Moshe Dayan, un général israélien, a déclaré que « les poèmes de Fadwa Tuqan équivalaient à affronter 20 combattants ennemis »…. Et la même chose est arrivée à la poétesse palestinienne Dareen Tatour. Elle écrivait des poèmes célébrant la lutte palestinienne, encourageant les Palestiniens à résister, à ne pas abandonner, à se battre. Elle a été assignée à résidence et emprisonnée pendant des années.

C’est pourquoi je termine par un point très important : N’oubliez pas que la Palestine a été occupée avant tout dans la littérature et la poésie sionistes… Il leur a fallu des années, plus de 50 ans de réflexion, de planification, de politique, d’argent et de tout le reste. Dans la littérature juive sioniste, la Palestine était présentée au peuple juif du monde entier… [comme] une terre sans peuple pour un peuple sans terre. En Palestine coulent le lait et le miel. Il n’y a personne là-bas, alors allons-y…. Mais il y avait des gens – il y a toujours eu des gens en Palestine. Ces exemples montrent que la poésie peut jouer un rôle très important dans la vie.

Ce qui relie peut-être le plus Refaat et Ghassan dans mon esprit, c’est le choix fondamental qu’ils ont tous deux fait. Le choix de rester dans des situations où la probabilité d’être tué était élevée.

Refaat était un universitaire très instruit, spécialiste de littérature anglaise. Si son objectif premier avait été de s’assurer une vie en dehors de Gaza pour lui et sa famille proche, il aurait pu l’atteindre. De même, dans les années 1960, Kanafani était un célèbre romancier, une figure culturelle de renommée régionale et sa femme était danoise, Anni.

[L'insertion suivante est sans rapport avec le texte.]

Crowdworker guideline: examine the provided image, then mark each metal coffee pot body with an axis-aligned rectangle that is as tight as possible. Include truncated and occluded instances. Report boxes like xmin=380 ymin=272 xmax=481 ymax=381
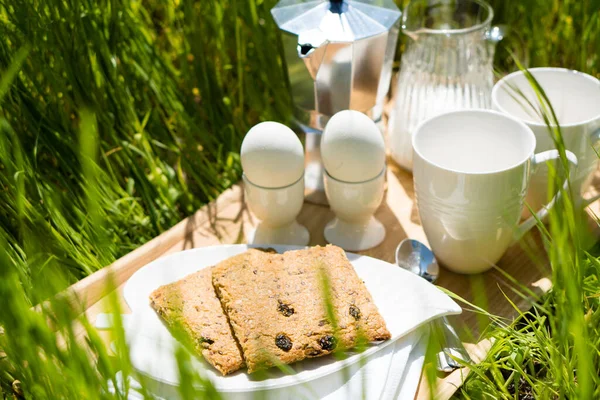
xmin=271 ymin=0 xmax=401 ymax=200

Une échappatoire – et donc une trajectoire plus confortable et plus sûre pour leurs deux vies – était évidente et à leur portée. Pourtant, comme l’auteur anonyme de la lettre de Kanafani dans son émouvante nouvelle de 1956, « Lettre de Gaza », les deux hommes ont choisi de rester au milieu des « horribles débris de la défaite […] pour apprendre […] ce qu’est la vie et ce que vaut l’existence ».

Les gens sont généralement divisés entre combattants et spectateurs, a expliqué un jour Kanafani dans une lettre à sa nièce Lamis. Il avait « choisi de ne pas être spectateur, ce qui signifie que j’ai choisi de vivre les moments décisifs de notre histoire, aussi courts soient-ils ».

Tout comme Ghassan, Refaat n’était pas un spectateur. Jusqu’à la fin de sa vie, avec humour, passion et dignité, il a lutté à sa manière contre les monstruosités et les mensonges du sionisme.

L’acte de résistance, a écrit un jour John Berger, ne consiste pas seulement à refuser d’accepter l’absurdité de l’image du monde qui nous est offerte, mais à la dénoncer. Et lorsque l’enfer est dénoncé de l’intérieur, il cesse d’être l’enfer ».

Dans cet esprit, la façon dont Refaat et Ghassan ont choisi de vivre leurs courtes vies devrait être considérée comme une dénonciation inflexible de l’enfer que le sionisme a imposé non seulement aux Palestiniens, mais aussi à d’innombrables Libanais, Syriens, Égyptiens et autres dans la région où il s’est temporairement implanté.

Tous ceux d’entre nous qui ont eu le privilège de connaître Refaat – que ce soit de loin grâce à l’internet et aux médias sociaux, ou plus intimement – doivent honorer cet héritage. Nous pleurons et nous nous lamentons, mais nous ne désespérons pas et nous n’abandonnons pas.

« Si je dois mourir,

tu dois vivre

pour raconter mon histoire …

Si je dois mourir

qu’elle soit porteuse d’espoir

que ce soit un conte ».

Les indications poétiques de Refaat étaient claires.

J’ai un rêve, que je n’ai jamais exprimé à voix haute ni écrit jusqu’à présent : visiter une Gaza libérée et regarder la mer Méditerranée depuis un café au bord de la mer.

Une mer dans laquelle les navires de guerre israéliens, ces signes avant-coureurs de la mort, ne se profilent plus à l’horizon de manière menaçante. Ils ne seraient plus qu’un souvenir d’une époque sombre aujourd’hui révolue. Si ce rêve se réalise, en regardant la mer, je penserai à Refaat, l’enseignant de Gaza, et je le remercierai pour tout ce qu’il a fait et nous a appris, pour le profond héritage que son martyre a laissé derrière lui.

Louis Allday est écrivain, éditeur et historien.